An apology for what?

TIME HEALS all wounds--but not for Virginia Thomas, the wife of Supreme Court Justice Clarence Thomas.

Nearly 20 years ago, Thomas' Supreme Court nomination hearings made headlines when his former colleague Anita Hill testified about multiple occasions of his alleged sexual harassment.

Putting the issue of sexual harassment in the national spotlight, Hill was treated particularly badly by those in the Senate who cross-examined her--and was accused of everything from being mentally unbalanced to being a scorned woman.
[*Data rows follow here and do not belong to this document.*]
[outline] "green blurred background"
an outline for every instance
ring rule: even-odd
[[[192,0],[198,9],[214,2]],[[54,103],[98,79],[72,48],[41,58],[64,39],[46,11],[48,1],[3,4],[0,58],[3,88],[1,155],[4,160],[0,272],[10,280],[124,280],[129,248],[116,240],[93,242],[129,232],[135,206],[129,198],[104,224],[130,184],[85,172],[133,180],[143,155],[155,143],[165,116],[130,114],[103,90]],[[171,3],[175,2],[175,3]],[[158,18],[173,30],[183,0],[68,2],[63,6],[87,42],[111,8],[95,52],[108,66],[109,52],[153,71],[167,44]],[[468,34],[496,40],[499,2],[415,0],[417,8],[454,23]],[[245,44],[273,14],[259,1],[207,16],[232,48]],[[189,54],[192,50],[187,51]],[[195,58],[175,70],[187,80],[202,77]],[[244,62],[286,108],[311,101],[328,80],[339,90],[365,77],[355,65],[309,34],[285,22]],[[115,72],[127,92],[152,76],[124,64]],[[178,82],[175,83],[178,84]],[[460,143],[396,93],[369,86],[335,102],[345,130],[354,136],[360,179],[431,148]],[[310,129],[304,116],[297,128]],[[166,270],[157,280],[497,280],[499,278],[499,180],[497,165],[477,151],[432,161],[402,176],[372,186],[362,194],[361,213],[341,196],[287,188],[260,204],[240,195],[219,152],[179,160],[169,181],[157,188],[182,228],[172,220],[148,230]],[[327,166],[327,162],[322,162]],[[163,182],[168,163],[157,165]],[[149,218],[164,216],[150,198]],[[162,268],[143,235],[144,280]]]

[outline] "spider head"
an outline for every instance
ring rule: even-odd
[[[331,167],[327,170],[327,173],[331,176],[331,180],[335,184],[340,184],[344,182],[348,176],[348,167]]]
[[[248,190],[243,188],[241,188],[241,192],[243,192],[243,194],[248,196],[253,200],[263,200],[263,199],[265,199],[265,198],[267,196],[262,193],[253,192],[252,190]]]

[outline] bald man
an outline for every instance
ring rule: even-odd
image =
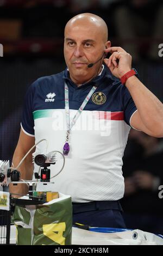
[[[35,142],[46,139],[48,151],[65,156],[53,191],[71,196],[73,222],[124,228],[119,200],[128,135],[133,126],[162,137],[162,104],[137,78],[130,54],[111,47],[107,26],[96,15],[82,14],[68,22],[64,55],[65,71],[41,77],[29,88],[13,163],[17,166]],[[36,148],[45,150],[43,143]],[[59,160],[51,167],[51,176],[61,164]],[[20,167],[22,179],[31,179],[33,170],[29,155]],[[10,191],[27,193],[22,186],[11,185]]]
Columnist David Brock, for example, referred to Hill as "a little bit nutty and a little bit slutty"--and later admitted that he and other conservatives were part of a campaign to smear Hill in order to ensure Thomas a place on the Supreme Court.

And it wasn't just Republicans attacking Hill. Vice President Joe Biden, then the chairman of the Senate Judiciary Committee, prevented witnesses who could have corroborated Hill's allegations that she was sexually harassed by Thomas from testifying. Biden later lamely explained, "There was in fact a concern about whether or not to make the guy look stupid--what would happen if you embarrassed him."

Recently, however, Clarence Thomas' wife Virginia "reached out" to Hill--incredibly, to demand an apology from Hill.

On October 9, Virginia Thomas, now a leading Tea Party activist, apparently left a message on Hill's answering machine at her home in Waltham, Mass.

In what the New Yorker's Jane Mayer calls "a singsong voice," Virginia Thomas said:

Good morning, Anita Hill, it's Ginni Thomas. I just wanted to reach across the airwaves and the years and ask you to consider something. I would love you to consider an apology sometime and some full explanation of why you did what you did with my husband. So give it some thought and certainly pray about this and come to understand why you did what you did. Okay, have a good day.

Hill, now a law professor at Brandeis University, turned the phone message over to campus police. Meanwhile, Virginia Thomas explained to the New York Times that, "I did place a call to Ms. Hill at her office extending an olive branch to her after all these years, in hopes that we could ultimately get past what happened so long ago," she said.

Sure, because being sexually harassed and then raked over the coals in front of Congress about it is really something a person should "get past."